We all are ambitious if we’re on BP.. so what are your goals? What is the line where you say “this is enough for me?”

 I need a lot. In fact it can't even by quantified by a number due to inflation or any number of issues that could arise in my life or my family's lives.

For that reason I will never limit myself to a specific number.

To the person who think's $44K a year is enough to retire. What happens if you have a major medical issue? What happens if your parents need long term care? $44K isn't going to get you through to the other side.

I have had some major things happen to me in the last year, and if it wasn't for the fact that I have substantial savings and a decent income I would have been buried. Life happens and you have to be in a position to handle these challenges.
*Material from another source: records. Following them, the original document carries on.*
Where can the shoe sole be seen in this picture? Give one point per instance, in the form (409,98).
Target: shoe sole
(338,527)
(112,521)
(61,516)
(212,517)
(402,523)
I can't help my family or friends in their time of need if I am barely skating by.

@Jonathan Hulen is that $10,000 just in cash flow? If that’s the case.. I’m assuming, just like @Derek E., that these numbers are based solely on cash flow, in which you aren’t taking away from your maintenance, repairs, Cap ex, vacancy, etc.... correct?

I love the grind as well! I love seeing how much I can get into, how much I can make.. but I keep reminding myself that I’m doing this for a purpose.. to become financial free where I can spend more time with my family. I know that I will always “tinker” because that’s just how I am. 

@anthony gayden... I totally get where you’re coming from! Im very conservative when it comes to numbers for me but every market is different and expenses vary drastically depending on the location - to each his own! :)

you don't need 70% if your gross income to retire.   You need to cover your expenses.  My gross income of is much larger than my expenses,  due to my savings rate, so it is also much larger than what I need to retire.